Sudah menjadi ciri khas Bang Marbun untuk menghampiri setiap pelanggannya untuk berbincang. Apalagi aku termasuk pelanggan perempuan yang paling setia.
"Abang tahu lah. Aku pilih yang kasih proyek saja hehehe. Nomor lima, Bang."
"Ah dasar kau. Sampai kapan mau jadi tukang survei cabutan?" ujarnya sambil terkekeh.
Ada satu hal yang lupa aku sebutkan.
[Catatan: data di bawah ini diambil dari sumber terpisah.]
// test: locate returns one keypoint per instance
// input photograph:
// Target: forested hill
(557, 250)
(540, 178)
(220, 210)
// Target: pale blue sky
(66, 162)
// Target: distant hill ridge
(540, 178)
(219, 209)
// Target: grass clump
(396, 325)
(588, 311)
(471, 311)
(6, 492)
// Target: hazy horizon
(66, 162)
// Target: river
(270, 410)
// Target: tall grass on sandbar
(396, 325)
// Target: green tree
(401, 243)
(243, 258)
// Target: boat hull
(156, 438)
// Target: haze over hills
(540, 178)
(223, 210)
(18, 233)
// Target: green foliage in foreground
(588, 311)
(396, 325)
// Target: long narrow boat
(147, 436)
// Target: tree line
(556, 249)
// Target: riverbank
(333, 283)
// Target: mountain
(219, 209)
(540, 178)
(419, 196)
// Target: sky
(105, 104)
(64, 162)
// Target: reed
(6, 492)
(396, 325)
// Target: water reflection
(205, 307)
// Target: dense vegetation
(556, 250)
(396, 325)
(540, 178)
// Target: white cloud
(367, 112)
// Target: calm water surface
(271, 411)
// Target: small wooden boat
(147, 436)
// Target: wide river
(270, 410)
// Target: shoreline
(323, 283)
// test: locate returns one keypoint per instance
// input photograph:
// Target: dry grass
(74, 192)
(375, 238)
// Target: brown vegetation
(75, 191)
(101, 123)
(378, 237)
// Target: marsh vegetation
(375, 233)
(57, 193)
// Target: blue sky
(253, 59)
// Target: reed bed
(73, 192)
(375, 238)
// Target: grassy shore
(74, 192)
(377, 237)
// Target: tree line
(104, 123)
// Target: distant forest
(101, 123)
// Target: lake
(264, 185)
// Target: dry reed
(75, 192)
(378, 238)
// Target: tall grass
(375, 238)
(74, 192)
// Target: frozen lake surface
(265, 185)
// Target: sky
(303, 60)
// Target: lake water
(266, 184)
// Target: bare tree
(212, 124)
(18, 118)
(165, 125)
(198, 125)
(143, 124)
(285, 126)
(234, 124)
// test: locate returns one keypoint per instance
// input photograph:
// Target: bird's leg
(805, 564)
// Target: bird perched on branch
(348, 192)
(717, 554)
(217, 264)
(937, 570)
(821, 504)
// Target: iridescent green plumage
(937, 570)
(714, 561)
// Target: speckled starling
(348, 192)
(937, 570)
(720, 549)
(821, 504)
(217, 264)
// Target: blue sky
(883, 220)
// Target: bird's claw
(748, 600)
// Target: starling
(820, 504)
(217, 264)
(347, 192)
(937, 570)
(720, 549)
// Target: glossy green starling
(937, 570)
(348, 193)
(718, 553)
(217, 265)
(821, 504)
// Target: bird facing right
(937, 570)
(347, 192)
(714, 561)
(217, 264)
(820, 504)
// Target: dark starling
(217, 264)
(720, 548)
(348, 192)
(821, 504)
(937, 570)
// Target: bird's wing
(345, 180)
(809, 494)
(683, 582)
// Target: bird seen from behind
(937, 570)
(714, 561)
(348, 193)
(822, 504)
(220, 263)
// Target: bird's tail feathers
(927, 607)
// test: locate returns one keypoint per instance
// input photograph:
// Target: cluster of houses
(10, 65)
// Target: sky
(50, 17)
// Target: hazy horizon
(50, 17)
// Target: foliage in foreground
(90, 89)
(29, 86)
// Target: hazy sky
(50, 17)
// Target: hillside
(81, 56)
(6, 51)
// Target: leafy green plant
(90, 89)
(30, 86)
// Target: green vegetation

Selain menjadi tempat ngopi ajudan, Kedai Bang Marbun juga menjadi tempat tukang survei cabutan seperti aku nongkrong dan kadang bertukar data. Kalau beruntung, aku bisa juga sesekali menggali informasi dari para ajudan dan sopir yang juga ngopi di sana. Dan Bang Marbun tahu, dalam dua kali Pemilihan Umum terakhir, pilihanku selalu berubah-ubah. Ini masih lebih baik daripada yang dulu, hari pemilihan saja selalu luput dariku.
"Kalau kau pilih siapa, Togar?" Bang Marbun menghampiri meja di sebelahku.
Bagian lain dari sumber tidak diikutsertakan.